Образ мира в первой главе поэмы строится по схеме пространственных отношений. Квартира, с ее тишиной, теплом, лампой с абажуром, отделена от внешнего мира завешенным окном, семья героя занята своими делами: «Мать штопала багровые носки. / Отец чинил свой фотоаппарат. / Листал журналы на кровати брат, / а кот на калорифере урчал» (I; 167). Но за окном начинается «простор для неизвестных сил» (I; 167), сфера мрака, метели, неприятного городского шума: скрипа, дребезжания, шуршания. Первое, что увидит герой, подняв штору, это сцена погони постового за убегающим пьяницей. А в квартире открывается еще одно «окно» — зеркало, выход в третье пространство. Сцена перед зеркалом ассоциируется с универсальным мотивом ворожбы, гадания о будущем, двойственности человеческой натуры — наконец, проникновения неизвестных сил извне.

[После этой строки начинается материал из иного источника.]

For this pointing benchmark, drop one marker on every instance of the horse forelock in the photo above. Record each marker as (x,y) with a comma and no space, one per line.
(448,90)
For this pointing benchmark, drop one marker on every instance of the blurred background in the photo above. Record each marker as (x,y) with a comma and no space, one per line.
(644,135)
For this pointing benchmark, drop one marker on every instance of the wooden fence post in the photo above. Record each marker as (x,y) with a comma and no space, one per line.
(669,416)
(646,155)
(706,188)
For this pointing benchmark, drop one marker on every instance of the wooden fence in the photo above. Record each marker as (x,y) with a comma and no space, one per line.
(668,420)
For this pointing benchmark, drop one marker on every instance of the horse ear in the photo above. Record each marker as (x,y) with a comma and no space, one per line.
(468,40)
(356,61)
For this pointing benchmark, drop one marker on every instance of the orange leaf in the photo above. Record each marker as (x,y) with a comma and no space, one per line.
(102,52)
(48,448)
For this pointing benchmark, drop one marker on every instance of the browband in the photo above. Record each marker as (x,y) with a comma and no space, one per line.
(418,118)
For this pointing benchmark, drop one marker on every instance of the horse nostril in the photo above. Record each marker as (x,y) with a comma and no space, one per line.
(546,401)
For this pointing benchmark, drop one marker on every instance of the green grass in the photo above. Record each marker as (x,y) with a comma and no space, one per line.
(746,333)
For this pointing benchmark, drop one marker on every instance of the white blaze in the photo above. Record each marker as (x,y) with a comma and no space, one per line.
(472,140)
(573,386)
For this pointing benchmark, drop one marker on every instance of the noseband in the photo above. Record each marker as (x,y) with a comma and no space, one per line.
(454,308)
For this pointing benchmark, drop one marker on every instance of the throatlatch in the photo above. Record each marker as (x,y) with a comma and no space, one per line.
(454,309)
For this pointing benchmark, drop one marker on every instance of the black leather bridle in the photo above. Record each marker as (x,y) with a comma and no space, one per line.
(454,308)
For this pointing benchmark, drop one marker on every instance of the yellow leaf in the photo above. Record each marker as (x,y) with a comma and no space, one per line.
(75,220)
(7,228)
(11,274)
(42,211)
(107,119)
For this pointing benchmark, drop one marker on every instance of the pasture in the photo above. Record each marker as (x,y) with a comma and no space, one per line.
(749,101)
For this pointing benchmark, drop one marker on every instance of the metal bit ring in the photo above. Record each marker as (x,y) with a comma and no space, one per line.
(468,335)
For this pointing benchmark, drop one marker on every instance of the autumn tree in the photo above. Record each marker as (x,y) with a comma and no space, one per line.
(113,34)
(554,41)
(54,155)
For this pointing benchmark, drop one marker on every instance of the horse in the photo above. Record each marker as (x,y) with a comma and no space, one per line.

Они не замедлят появиться, вторгаясь в уютный с виду мир квартиры, сперва незримые, но способные изнутри запереть дверь, чтобы помешать герою уйти из дому, к чему он готовился, заявив в самом начале своего повествования: «В сочельник я был зван на пироги» (I; 165). Уходу героя из родительского дома[9] препятствует странное, необычное видение: в обоях на стене виден мел, раздается хрипение часов, игла выпадает из рук матери и устремляется вверх, под потолок, а в потонувшей в полумгле и мраке комнате вдруг появляются растущие из глаз деревья:
Деревья в нашей комнате росли!
ветвями доставая до земли
и также доставая потолка,
вытряхивая пыль из уголка,
но корни их в глазах у нас вились,
вершины в центре комнаты сплелись.
я вглядывался в комнату трезвей,
все было лишь шуршание ветвей,
ни хвоя, ни листва их не видна,
зима была для них соблюдена,
но ель средь них, по-моему, была,
венчала их блестящая игла.
Два дерева у матери из глаз,
по стольку же у каждого из нас,
но все они различной высоты,
вершины одинаково пусты,
одно иглу имело на конце.
У каждого два дерева в лице.
(I; 1 70)
Все это видение длится недолго, засов обратно открывается, штора, как будто кем-то задетая, развевается на окне, игла возвращается в руки матери, но в прихожей звонит телефон, и герой, прежде чем уйти из дому, снимает трубку и слышит длинную серию угроз, обращенных уже не к нему одному, но к неопределенным «вам». Таинственный голос продолжает свой монолог даже тогда, когда герой опускает трубку на рычаг и выходит из комнаты:
— Не будет больше праздников для вас
не будет собутыльников и ваз
не будет вам на родине жилья
не будет поцелуев и белья
не будет именинных пирогов
не будет вам житья от дураков
не будет вам поллюции во сны
не будет вам ни лета ни весны
не будет вам ни хлеба ни питья
не будет вам на родине житья
не будет вам ладони на виски
не будет очищающей тоски
не будет больше дерева из глаз
не будет одиночества для вас
не будет вам страдания и зла
не будет сострадания тепла
не будет вам ни счастья ни беды
не будет вам ни хлеба ни воды
не будет вам рыдания и слез
не будет вам ни памяти ни грез
не будет вам надежного письма
не будет больше прежнего ума
Со временем утонете во тьме.
Ослепнете. Умрете вы в тюрьме.
Былое оборотится спиной,
подернется реальность пеленой.
(I; 171–172)
Разгадку всех этих странных видений, всей фантастики в первой главе и хаотического потока сознания во второй, нетрудно найти в круге чтения молодого Бродского. Список важных для поэта и оставивших след в его сознании книг, прочитанных им в конце 50-х — начале 60-х годов, можно восстановить на основе данных им интервью и автобиографической прозы. В разговоре с Дэвидом Бетеа[10] Бродский сказал: «Дело в том, что за один год моей жизни — думаю, это был 1963-й или 62-й, такой annus mirabilis, — я одновременно прочитал три книги: «Махабхарату», '«Божественную комедию», Ветхий и Новый Завет». Из философов, которые, по признанию поэта, тогда повлияли на становление его личности и мировоззрения, Бродский называет Бертрана Рассела, Льва Шестова, Серена Кьеркегора, из поэтов Евгения Баратынского, Осипа Мандельштама или, точнее, его первую книгу стихов «Камень», Марину Цветаеву, Бориса Пастернака, Джона Донна.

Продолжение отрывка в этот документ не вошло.